Santa Maria Tri-Tip
The weather is seriously warming up around here (90 degrees today!), so we have officially dusted off the grill and our patio furniture and are spending as much time as possible soaking up the vitamin D. I know, you who are on the East Coast and Midwest are rolling your eyes or shaking your fists at me right now. Hopefully this weather will make up it’s mind and you will all see the beauty that is the sun and green hills that we are enjoying right now.

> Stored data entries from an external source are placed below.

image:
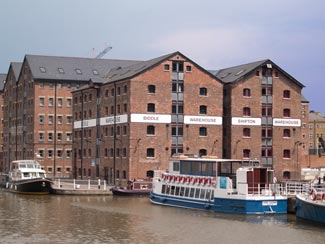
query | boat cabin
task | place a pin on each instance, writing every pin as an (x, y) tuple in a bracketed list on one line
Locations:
[(26, 169)]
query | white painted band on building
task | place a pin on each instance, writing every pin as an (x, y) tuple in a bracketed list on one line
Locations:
[(203, 120), (287, 122), (151, 118), (110, 119), (84, 123), (246, 121)]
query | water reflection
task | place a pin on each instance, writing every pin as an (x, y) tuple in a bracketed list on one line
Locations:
[(106, 219)]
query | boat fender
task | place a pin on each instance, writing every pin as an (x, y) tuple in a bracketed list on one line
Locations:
[(313, 194)]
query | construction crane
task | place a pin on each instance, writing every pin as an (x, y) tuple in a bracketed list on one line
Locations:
[(102, 53)]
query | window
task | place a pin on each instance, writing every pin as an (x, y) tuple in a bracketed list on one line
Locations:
[(286, 112), (203, 131), (59, 119), (59, 102), (151, 107), (69, 102), (41, 101), (203, 109), (42, 69), (151, 89), (203, 91), (286, 133), (247, 92), (50, 101), (246, 153), (41, 119), (50, 119), (247, 132), (150, 152), (41, 136), (286, 153), (50, 136), (202, 152), (150, 130), (59, 136), (246, 111), (50, 153), (286, 94)]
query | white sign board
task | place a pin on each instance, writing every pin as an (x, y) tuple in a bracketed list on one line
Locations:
[(151, 118), (287, 122), (246, 121), (202, 120)]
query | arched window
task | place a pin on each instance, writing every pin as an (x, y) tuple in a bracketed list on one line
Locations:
[(150, 130), (286, 133), (150, 152), (246, 111), (203, 91), (246, 92), (247, 132), (286, 94), (202, 152), (286, 112), (203, 131)]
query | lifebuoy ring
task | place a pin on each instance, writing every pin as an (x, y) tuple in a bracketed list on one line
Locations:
[(313, 194)]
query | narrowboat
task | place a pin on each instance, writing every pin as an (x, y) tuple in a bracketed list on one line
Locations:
[(221, 185), (134, 187), (311, 206)]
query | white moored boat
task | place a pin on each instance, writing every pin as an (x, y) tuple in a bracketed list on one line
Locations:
[(222, 185), (27, 176)]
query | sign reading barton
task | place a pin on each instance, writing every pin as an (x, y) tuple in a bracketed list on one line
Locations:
[(245, 121), (287, 122)]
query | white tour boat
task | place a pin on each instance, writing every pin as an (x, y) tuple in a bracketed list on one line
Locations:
[(222, 185)]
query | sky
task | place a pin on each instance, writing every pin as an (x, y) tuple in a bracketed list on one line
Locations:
[(213, 33)]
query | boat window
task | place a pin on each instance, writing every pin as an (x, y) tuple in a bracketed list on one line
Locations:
[(177, 191), (187, 191), (192, 192), (181, 193), (212, 195), (202, 193), (207, 196), (197, 192), (172, 190)]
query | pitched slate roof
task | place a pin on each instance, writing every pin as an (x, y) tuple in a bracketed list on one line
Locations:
[(236, 73), (2, 81), (16, 67), (120, 73), (72, 68)]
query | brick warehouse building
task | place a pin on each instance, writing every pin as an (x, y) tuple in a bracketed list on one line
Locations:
[(265, 117), (148, 110), (143, 114), (38, 108)]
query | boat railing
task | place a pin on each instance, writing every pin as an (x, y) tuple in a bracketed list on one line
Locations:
[(73, 184)]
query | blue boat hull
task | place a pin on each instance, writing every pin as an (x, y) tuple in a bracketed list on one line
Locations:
[(310, 210), (224, 205)]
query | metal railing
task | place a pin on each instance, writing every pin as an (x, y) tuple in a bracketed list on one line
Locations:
[(73, 184)]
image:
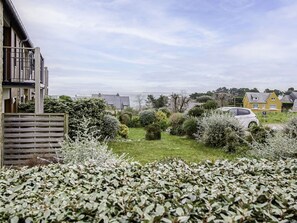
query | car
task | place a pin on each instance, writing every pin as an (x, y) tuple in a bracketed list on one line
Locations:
[(245, 116)]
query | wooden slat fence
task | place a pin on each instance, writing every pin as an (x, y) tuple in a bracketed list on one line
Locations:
[(28, 136)]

A gorgeous tri-tip from US Wellness Meats was our inaugural meat for the barbecue season. It had been waiting for me in the freezer for the last few months and I was dying to season it and grill it to perfection. My mom always used to grill up tri-tip for large crowds when we were growing up, but they always came pre-seasoned and definitely were not grass-fed, so I came up with a rub that closely resembled what I remembered from childhood. We are from California, so the Santa Maria style Tri-tip is what we most often ate. The flavors hail from the small city in Southern California and yield a mouthful of flavor with each bite. The traditional rub is just fresh cracked pepper, garlic, and sea salt, and anything added past there is kind of at your discretion. I added a little fresh rosemary and a few other things from my cupboard and we all enjoyed it thoroughly!
- 1½ pound tri-tip roast
- 1 teaspoon fresh cracked pepper
- 1 teaspoon sea salt
- 1 teaspoon granulated garlic
- ½ teaspoon onion powder
- ½ teaspoon fresh rosemary, chopped
- Rinse the roast and pat it dry with paper towels.
- Combine the rub ingredients in a bowl and rub it all over the roast. Let the meat sit at room temperature for 45 minutes.
- Preheat one side of an electric grill to medium-high heat or arrange and light the coals to one side of a charcoal grill.
- Sear the meat on all sides for 8 minutes, then move it to the opposite side of the grill off of the direct heat. Close the lid and cook for 10 minutes. Flip and continue cooking for 10 minutes or until a thermometer reads 135-140 degrees for medium-rare, 140-145 for medium, or 145-150 for medium-well.
- Slice thinly against the grain for maximum tenderness.